The response in practice is, again, fine-tuning: taking a universal model and adapting it to a specific high-energy regime with targeted data. This works, to a degree — but it reintroduces the per-domain training cost that universality was meant to eliminate. Each specialised application becomes its own compute and energy expenditure on top of the original training investment. The physics trap is not just a scientific problem; it is a resource problem that compounds with every new deployment context.
So, Do We Actually Need Them?
Given these limitations — poor out-of-distribution generalisation, systematic physical errors, and the failure of naive scaling — one might conclude that chemical foundation models are overhyped. That would be the wrong conclusion.
We need them. We just need to be honest about what they currently are and what they are not.
They are not zero-shot oracles. They are powerful starting points. Fine-tuning on even a small number of task-specific configurations can substantially correct for systematic errors. Better benchmarking — designed to test genuine extrapolation rather than interpolation — can guide the field toward architectures and training strategies that close the OOD gap. Better uncertainty quantification can tell practitioners when to trust a model and when to reach for the quantum chemistry code.
And when integrated thoughtfully into a human-led discovery pipeline, these systems yield real results. There are already drug candidates in clinical trials that would not exist without generative AI tools for chemistry. The technology works — within its limits.
The energy picture deserves an honest summary too. Improving OOD generalisation would reduce the cumulative cost of deploying chemistry AI: fewer retraining cycles, less per-domain fine-tuning, longer useful lifetimes for a given model. That is a meaningful gain, and it is one the field tends to undervalue when discussing the case for better benchmarks and more rigorous evaluation. But it would not eliminate the energy cost of achieving high accuracy in the first place. Training a model that is both physically accurate and genuinely generalisable across chemical space remains an unsolved problem, and any solution to it will itself require substantial compute. The goal of better generalisation is to stop paying the same cost repeatedly — not to make the cost disappear.

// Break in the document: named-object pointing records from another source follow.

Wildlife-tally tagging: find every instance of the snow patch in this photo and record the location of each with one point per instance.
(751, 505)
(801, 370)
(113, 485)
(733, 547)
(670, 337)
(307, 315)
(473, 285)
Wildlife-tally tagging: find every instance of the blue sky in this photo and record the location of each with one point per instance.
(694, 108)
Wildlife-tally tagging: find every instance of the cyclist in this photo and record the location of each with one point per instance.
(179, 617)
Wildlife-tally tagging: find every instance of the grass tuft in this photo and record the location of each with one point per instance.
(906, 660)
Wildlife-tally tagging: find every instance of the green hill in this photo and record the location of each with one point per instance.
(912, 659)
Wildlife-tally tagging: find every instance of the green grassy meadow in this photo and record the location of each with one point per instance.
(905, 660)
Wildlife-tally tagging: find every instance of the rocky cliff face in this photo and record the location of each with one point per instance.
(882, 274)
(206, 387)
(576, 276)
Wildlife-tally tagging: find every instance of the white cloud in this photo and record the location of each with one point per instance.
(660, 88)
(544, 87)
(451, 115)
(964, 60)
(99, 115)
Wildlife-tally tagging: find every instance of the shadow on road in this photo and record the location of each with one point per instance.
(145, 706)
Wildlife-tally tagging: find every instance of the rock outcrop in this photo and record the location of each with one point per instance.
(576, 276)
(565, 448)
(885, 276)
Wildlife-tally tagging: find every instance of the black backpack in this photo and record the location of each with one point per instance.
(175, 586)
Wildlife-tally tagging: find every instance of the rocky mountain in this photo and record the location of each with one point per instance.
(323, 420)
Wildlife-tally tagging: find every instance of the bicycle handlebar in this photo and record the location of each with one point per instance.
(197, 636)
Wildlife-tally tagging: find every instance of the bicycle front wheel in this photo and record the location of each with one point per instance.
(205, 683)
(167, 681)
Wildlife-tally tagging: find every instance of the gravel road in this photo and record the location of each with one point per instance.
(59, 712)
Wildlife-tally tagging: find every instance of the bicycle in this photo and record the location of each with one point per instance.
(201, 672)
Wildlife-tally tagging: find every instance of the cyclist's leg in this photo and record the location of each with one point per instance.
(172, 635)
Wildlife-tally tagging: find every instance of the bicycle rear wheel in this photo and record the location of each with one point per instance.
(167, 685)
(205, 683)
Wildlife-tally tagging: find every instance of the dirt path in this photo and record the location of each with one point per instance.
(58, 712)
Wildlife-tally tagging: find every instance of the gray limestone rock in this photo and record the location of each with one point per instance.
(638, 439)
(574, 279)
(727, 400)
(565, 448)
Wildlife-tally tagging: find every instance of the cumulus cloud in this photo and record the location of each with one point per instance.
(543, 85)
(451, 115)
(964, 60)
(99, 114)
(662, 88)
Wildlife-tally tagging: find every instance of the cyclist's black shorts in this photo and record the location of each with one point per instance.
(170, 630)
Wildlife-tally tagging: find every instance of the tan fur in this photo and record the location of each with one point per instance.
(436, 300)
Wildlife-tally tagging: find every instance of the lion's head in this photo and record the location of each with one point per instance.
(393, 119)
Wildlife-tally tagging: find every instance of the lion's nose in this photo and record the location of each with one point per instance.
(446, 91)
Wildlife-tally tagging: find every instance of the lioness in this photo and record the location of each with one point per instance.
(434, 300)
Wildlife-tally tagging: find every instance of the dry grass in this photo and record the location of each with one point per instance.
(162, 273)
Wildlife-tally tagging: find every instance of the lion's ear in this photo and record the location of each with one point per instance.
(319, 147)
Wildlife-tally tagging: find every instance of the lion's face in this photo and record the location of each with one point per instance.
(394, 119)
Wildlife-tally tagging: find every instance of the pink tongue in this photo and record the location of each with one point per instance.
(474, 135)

The right framing is this: chemical foundation models are engines that drastically accelerate the exploration phase of scientific discovery. They reduce the cost of hypothesis generation, broaden the searchable chemical space, and surface candidates for expert validation. What they are not — and may never be, given the nature of physical law — is a replacement for domain understanding, careful data curation, and rigorous validation.
Scale matters. But in chemistry, physics matters more. And until our models can genuinely compose what they have learned about molecular fragments into predictions about new ones, the universal promise remains exactly that — a promise.